Маруся, все это время поглядывавшая в окна, заметила, как от речки, по огородам медленно поднимается Верунья с двумя снопами и косой на плече. Хмуро и пристально она озирала свой дом, будто чуяла в нем непорядок, и заспешила, одолевая огороды наискось.
— Глянь! — вскрикнула Маруся по-ребячьи испуганно и смешливо. — Побежали!
В ее доме они отдышались, попили холодного кваса, легли на широкую деревянную кровать: наступила полуденная мертвая пора отдыха. Спали они вместе, ибо кровать, некогда служившая Марусиным деду и бабке, а затем ее родителям, была настолько велика, что они могли укладываться «валетиком», делить ее подушками на две половины; укрывались отдельными одеялами и ничуть не мешали друг другу.

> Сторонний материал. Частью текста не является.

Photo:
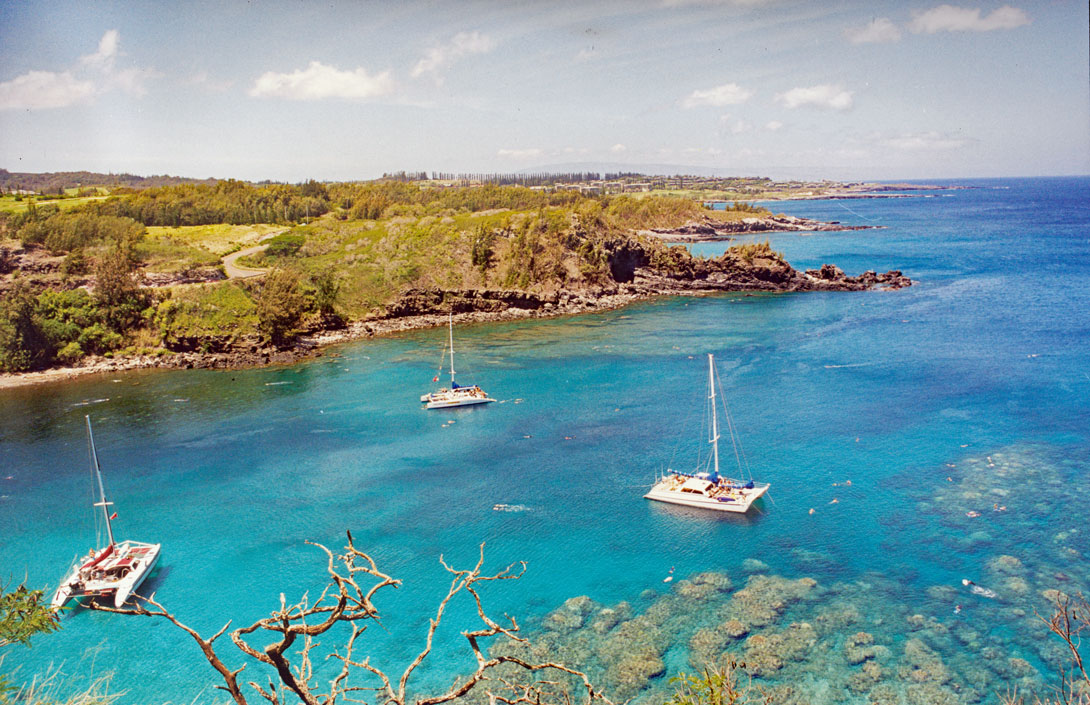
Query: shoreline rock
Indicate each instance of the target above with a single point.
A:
(418, 308)
(712, 230)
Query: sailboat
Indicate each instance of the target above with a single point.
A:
(457, 394)
(710, 489)
(117, 569)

Несколько минут молчали, остывая в прохладных простынях, прислушиваясь к своему дыханию, к шорохам, неясным звукам за тяжелыми глинобитными стенами сумеречного дома: окна прикрыты ставнями, лишь в узенькие щели пробивались острые длинные лучики. Настоялась огромная, во всю степь тишина. Все оглохло, притихло. Попрятались куры, где-то на запруде, сунув под крылья головы, дремлют среди рогоза утки и гуси, полегли овцы, осел Федя прикрыл желтыми ресницами темные глаза, сонно поскрипывает жвачкой в своем пахучем прохладном стойле. Чудится, само небо, отяжелев от непосильного зноя, прилегло на степные каменные увалы, чтобы к вечеру, проводив на покой солнце, вознестись сине и высоко.
— Жуть какая, — прошептала Иветта.
— Это без привычки, — тоже шепотом ответила Маруся.
— Как ты здесь можешь?
— Везде должны жить люди.
— И правда: не будь вас здесь, мы бы погибли.
— Спи. Вечером нам гусей щипать, дед Мотя двух зарубит.
И Иветта легко, покорно уснула.
Слушая ее сонное дыхание, детские жалобные всхлипы, Маруся так размышляла о ней. Хорошая Иветта, хоть и капризная. Да в городах все такие — жизнь неспокойная. Попробуй проучись десять классов, потом в институте пять лет и думай еще, как стать кандидатом наук. Много читать, писать надо. Она настойчивая, Иветта, ее учили добиваться цели ученые родители: одна в семье, должна оправдать их надежды. Оправдает. Найдет полынь горькую пушистую, выделит вещество для лечения гипертонии, спасет своего отца. А что здешней жизни не понимает, уговаривает ее, Марусю, уйти отсюда — за это на нее обижаться нельзя: привыкла к удобствам, богатым магазинам, танцам в чудных дискотеках. Даже после интерната Марусе первое время все противным тут казалось…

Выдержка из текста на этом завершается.